The Interview: Ellen R. Sauerbrey, Former House Minority Leader

We continue our series of interviews with the major contenders in the 1998 gubernatorial race. In this issue, we talk with Ellen Sauerbrey, the Republican gubernatorial nominee in 1994 and the former minority leader in the Maryland House of Delegates.

Calvert Question. What accomplishments were you most proud of as minority leader in the House of Delegates?
Sauerbrey Answer. I think, first and foremost, it was raising the visibility of the Republicans, so that there was more of a sense of a two-party system. Also, I think we got the press to realize that there were differences of opinion in Maryland, that Republicans were willing to take positions on issues – even though we might not have had enough votes to win the battle. From a legislative standpoint, the issue that I worked hardest on was probably the spending affordability law, which ultimately passed. This began as an initiative on my part to pass a constitutional amendment to limit the growth of the state budget to the growth of personal income. The law, which I introduced, has had a profound effect on the way Annapolis does business. One often reads about the spending affordability recommendations which attempt to keep Maryland’s budget in line with the economy.

Q. What deficiencies of the current administration have compelled you to run for governor?

A. It started with the constant drip-drip of ethical lapses. First, there was the pension scam; then the irregular fund-raising efforts, like flying out of state for a fund-raiser hosted by someone who was obviously trying to get a state contract. There was a perception that the whole state was up for sale in return for political contributions. From a policy standpoint, I don’t see things getting better in the areas that I care most about. The economy of Maryland remains very sluggish. The governor boasts that today we have a vibrant economy because we are growing at 2.2 percent. That’s not very vibrant. When you look at the states we compete with, it’s obvious that we are lagging significantly.

Then there are quality-of-life issues, like public safety and education. This administration has not really done anything significant to improve the safety of our community. One of my platform issues in the last campaign was truth in sentencing, which means that if you give someone a sentence for 10 years, he is going to stay in jail for 10 years. This has not been pursued. As for schools, while money has been thrown at our education system, there certainly has not been true education reform. Instead, there has been a politicization of how moneys are distributed around the state. The education funds, which used to be distributed according to a formula that was fair in terms of school construction and operating funds, have now become little more than political footballs.
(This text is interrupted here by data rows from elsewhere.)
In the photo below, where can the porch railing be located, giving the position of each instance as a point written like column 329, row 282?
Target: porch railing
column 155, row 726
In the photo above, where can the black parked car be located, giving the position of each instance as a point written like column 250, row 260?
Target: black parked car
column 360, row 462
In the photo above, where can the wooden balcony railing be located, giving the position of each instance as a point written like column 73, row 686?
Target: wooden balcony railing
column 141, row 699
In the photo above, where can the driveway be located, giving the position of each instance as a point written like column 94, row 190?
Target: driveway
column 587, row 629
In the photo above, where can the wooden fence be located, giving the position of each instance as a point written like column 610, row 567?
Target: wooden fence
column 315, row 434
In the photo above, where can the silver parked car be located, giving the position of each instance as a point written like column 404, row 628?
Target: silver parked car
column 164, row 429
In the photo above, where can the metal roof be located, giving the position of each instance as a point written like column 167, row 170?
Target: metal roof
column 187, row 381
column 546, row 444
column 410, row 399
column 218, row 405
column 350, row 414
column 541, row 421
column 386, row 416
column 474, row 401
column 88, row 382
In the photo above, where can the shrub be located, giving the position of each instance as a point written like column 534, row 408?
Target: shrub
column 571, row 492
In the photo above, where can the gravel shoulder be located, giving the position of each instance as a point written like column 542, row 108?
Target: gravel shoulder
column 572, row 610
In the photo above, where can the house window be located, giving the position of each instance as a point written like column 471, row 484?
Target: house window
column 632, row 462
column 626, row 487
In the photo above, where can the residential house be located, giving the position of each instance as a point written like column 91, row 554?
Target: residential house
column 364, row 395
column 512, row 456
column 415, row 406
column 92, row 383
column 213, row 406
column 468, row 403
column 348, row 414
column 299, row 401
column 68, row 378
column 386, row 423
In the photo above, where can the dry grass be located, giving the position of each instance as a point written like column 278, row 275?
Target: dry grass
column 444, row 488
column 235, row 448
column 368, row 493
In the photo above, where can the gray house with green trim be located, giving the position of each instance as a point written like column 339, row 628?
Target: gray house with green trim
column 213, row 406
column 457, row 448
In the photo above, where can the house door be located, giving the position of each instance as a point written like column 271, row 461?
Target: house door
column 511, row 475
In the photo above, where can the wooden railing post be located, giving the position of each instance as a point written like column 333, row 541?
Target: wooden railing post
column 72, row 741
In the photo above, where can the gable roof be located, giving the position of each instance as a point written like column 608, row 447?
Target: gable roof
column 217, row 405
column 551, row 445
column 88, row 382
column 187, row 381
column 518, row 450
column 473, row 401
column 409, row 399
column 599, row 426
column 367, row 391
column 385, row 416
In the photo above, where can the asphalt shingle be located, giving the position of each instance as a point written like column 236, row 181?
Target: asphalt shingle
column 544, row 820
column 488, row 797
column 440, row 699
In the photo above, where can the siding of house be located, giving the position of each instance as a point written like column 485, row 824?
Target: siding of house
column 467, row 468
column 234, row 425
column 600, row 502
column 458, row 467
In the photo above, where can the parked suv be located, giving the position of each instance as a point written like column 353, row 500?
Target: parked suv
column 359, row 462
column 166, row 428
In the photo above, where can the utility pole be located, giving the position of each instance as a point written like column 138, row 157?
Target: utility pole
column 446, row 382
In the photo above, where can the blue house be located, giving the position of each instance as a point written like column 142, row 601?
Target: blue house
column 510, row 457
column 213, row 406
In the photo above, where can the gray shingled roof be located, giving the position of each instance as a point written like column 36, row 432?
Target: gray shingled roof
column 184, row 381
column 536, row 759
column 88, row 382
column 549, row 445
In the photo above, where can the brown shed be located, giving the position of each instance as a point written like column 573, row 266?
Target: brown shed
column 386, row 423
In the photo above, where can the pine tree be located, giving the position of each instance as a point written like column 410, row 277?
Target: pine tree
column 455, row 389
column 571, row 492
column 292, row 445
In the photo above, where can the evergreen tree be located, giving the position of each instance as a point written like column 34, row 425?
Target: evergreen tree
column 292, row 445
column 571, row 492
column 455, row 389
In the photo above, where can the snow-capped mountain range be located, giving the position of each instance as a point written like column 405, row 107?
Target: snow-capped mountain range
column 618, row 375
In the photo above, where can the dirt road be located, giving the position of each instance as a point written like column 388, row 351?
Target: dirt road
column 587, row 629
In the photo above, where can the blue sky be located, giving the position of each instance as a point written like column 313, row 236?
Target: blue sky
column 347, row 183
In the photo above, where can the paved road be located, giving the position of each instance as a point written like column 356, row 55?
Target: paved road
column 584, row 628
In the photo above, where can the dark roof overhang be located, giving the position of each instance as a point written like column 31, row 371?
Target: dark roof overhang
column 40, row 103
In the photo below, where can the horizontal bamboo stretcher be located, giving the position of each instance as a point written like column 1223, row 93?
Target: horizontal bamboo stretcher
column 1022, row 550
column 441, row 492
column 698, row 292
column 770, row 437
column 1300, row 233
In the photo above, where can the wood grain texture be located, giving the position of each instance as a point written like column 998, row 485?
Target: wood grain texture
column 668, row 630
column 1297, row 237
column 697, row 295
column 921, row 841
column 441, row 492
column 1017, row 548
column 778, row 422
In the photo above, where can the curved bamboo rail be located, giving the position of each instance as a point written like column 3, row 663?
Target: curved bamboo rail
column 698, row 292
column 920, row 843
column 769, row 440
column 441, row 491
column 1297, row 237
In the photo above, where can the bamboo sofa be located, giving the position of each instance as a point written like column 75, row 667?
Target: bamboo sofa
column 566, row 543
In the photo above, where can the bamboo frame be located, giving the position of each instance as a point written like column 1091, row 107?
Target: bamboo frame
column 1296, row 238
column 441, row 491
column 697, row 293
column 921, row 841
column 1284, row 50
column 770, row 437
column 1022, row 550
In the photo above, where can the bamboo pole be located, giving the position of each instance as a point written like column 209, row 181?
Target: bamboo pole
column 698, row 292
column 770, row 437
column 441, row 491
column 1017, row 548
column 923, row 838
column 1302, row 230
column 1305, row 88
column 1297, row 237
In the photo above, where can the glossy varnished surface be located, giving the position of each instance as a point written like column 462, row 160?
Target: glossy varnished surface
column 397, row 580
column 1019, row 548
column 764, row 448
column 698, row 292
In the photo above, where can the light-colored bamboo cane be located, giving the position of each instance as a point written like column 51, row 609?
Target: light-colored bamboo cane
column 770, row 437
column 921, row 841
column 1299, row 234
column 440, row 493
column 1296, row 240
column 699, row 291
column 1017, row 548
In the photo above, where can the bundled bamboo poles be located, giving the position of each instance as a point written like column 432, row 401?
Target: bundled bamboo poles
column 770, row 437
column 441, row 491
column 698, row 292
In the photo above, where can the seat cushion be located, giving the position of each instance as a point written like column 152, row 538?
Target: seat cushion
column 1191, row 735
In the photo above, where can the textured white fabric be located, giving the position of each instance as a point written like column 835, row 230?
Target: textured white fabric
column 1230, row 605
Q. It’s no secret that Maryland’s income-tax burden is very high – 20 percent higher than in Virginia, our principal competitor. Do you think taxes are too high in Maryland?

A. As the person who launched the movement to lower personal income-tax rates in Maryland, I believe taxes are too high. The 10 percent cut that was passed in the last legislative session is a step in the right direction. I think, once again, I forced the agenda. But it’s a very small step. The cut is to be spread over a number of years and it will only happen if there is a governor committed to making it happen during the next term. Between now and November, people are going to realize about $20 per person savings, which is certainly not going to make us more competitive.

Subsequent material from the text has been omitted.